Swissa Yaakov
Swissa Yaakov

Reputation: 196

Save Sitemap XML Files Limit by 1000 URLs per each File

How can I save several sitemap files, limited by 1000 URL's each file, like sitemap1.xml, sitemap2.xml?

Basically I want to limit the foreach each file by put_file_content.

My code is:

$sitemap = "<?xml version=\"1.0\" encoding=\"UTF-8\"?>
    <urlset xmlns=\"http://www.sitemaps.org/schemas/sitemap/0.9\">
    <url>
    <loc>". Yii::app() -> getBaseUrl(true) ."</loc>
    <priority>1</priority>
    </url>
";
foreach($websites as $website) {
    $sitemap .= "<url>
        <loc>".$website['domain']."</loc>
        <priority>0.5</priority>
        </url>
    ";
}
$sitemap .= "</urlset>";
file_put_contents("sitemap.xml", $sitemap, LOCK_EX);

Upvotes: 1

Views: 1952

Answers (2)

hakre
hakre

Reputation: 197712

Let's create that application quickly:

  1. Create some template XML where you add the websites to.
  2. Chunk the $websites with the help of a NoRewindIterator and a LimitIterator

Let's start with the second point and create this faking the URLs as well as the XML just to see if this is easy to wire-up:

$limit = 3;

$urls = new ArrayIterator(range(0, 9)); // 10 Fake URLs
$urls->rewind();

$it = new NoRewindIterator($urls);

First we set a limit per file (here three to keep it low for testing) and then we setup the data-source for the URLs.
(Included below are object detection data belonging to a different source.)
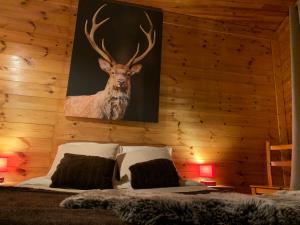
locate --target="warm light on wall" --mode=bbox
[199,163,216,178]
[0,157,8,172]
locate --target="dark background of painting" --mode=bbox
[67,0,163,122]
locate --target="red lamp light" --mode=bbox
[199,163,216,186]
[0,157,8,183]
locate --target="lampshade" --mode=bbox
[199,163,216,178]
[0,156,8,172]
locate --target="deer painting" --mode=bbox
[65,4,156,120]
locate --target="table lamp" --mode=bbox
[199,163,216,186]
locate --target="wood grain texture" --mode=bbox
[0,0,291,192]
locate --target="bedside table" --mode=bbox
[208,185,235,192]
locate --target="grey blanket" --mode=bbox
[60,190,300,225]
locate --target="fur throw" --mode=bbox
[60,190,300,225]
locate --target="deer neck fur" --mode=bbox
[96,80,131,120]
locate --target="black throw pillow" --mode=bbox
[50,153,115,190]
[129,159,179,189]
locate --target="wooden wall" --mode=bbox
[272,17,292,143]
[0,0,278,192]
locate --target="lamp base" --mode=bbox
[200,180,217,186]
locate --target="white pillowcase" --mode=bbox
[117,146,172,185]
[47,142,119,177]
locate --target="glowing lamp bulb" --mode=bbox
[199,163,216,178]
[0,157,8,172]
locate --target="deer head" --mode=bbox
[85,4,156,92]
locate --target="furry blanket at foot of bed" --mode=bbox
[60,190,300,225]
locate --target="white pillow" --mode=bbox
[117,146,172,183]
[47,142,119,177]
[119,146,172,155]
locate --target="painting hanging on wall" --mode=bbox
[65,0,163,122]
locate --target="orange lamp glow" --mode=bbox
[0,157,8,172]
[199,163,216,178]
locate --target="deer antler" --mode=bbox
[126,12,156,66]
[84,4,116,64]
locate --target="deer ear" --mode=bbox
[130,64,143,75]
[98,58,111,73]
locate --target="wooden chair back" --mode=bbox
[266,141,293,186]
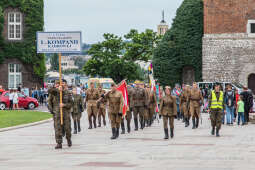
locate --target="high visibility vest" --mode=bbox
[211,90,223,109]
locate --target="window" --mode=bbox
[8,64,22,88]
[8,12,22,40]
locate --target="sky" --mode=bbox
[44,0,183,44]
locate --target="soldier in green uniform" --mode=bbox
[97,83,124,139]
[121,86,133,134]
[48,82,73,149]
[72,88,84,134]
[98,85,106,127]
[208,83,226,137]
[85,82,100,129]
[131,81,148,131]
[159,86,177,139]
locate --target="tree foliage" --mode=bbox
[0,0,46,78]
[84,30,159,83]
[153,0,203,85]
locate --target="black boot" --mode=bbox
[211,127,215,135]
[216,128,220,137]
[55,143,62,149]
[116,127,120,139]
[120,120,125,134]
[196,117,199,128]
[134,118,138,131]
[78,120,81,132]
[170,128,174,138]
[67,139,72,147]
[73,120,77,134]
[192,118,196,129]
[164,129,169,139]
[111,128,116,139]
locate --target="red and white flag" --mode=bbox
[117,80,128,116]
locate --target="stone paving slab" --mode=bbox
[0,114,255,170]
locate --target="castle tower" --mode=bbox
[158,11,168,35]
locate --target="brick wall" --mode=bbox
[204,0,255,34]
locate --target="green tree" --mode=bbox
[124,29,161,61]
[153,0,203,85]
[50,54,59,71]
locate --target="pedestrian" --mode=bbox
[180,86,190,127]
[208,83,225,137]
[131,81,148,131]
[236,96,245,125]
[241,87,253,124]
[224,85,236,125]
[98,83,124,139]
[48,81,73,149]
[159,86,177,139]
[189,82,203,129]
[85,82,100,129]
[9,89,14,110]
[98,85,106,127]
[72,88,84,134]
[13,89,19,110]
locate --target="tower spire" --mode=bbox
[161,10,166,23]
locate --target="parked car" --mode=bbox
[0,91,39,110]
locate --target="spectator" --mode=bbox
[13,89,19,110]
[9,89,14,110]
[224,85,236,125]
[241,87,253,124]
[236,96,244,125]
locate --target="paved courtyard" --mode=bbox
[0,114,255,170]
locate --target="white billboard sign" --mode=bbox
[36,32,82,53]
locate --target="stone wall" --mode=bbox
[202,33,255,86]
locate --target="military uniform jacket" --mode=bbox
[148,91,157,109]
[98,90,106,109]
[131,87,148,108]
[159,95,177,116]
[73,94,84,114]
[48,88,73,114]
[104,90,124,114]
[189,88,203,107]
[85,89,100,106]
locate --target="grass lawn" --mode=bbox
[0,110,52,128]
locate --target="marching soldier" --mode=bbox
[121,86,133,134]
[98,85,106,127]
[72,88,84,134]
[189,82,203,129]
[131,81,148,131]
[208,83,226,137]
[85,82,100,129]
[98,83,124,139]
[146,86,157,126]
[48,81,73,149]
[159,86,177,139]
[180,85,190,127]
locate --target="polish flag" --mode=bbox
[117,80,128,116]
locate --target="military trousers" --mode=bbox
[133,106,145,120]
[53,110,71,144]
[163,116,175,129]
[210,109,222,129]
[109,113,122,128]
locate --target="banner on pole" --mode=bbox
[36,31,82,53]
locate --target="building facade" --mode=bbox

Here those are 10 fake URLs, that are just the numbers from zero to nine.

Those URLs are rewound because they are then wrapped into a NoRewindIterator and that one never rewinds but we want to rewind the data-source once (this is not necessary for all iterators, but for quite some so we do this correct).

The rewind operation is blocked by the NoRewindIterator so that we can continue to get X chunks by the size of $limit. And that is exactly what is done now:

$fileCounter = 0;
while ($it->valid()) {    
    $fileCounter++;

    printf("File %d:\n", $fileCounter);

    $websites = new LimitIterator($it, 0, $limit);
    foreach($websites as $website) {
        printf(" * Website: %s\n", $website);
    }
}

As long as $it is valid (read: as long as there are URLs to output), a new file is created (starting at one) and then three websites are foreach-ed via the LimitIterator. When that iteration is done, it is continued until all website URLs have been consumed. The output is as following:

File 1:
 * Website: 0
 * Website: 1
 * Website: 2
File 2:
 * Website: 3
 * Website: 4
 * Website: 5
File 3:
 * Website: 6
 * Website: 7
 * Website: 8
File 4:
 * Website: 9

This so far show how to do the chunking (or sometimes this is also called pagination). As the example shows, only the part about creating the XML documents is missing.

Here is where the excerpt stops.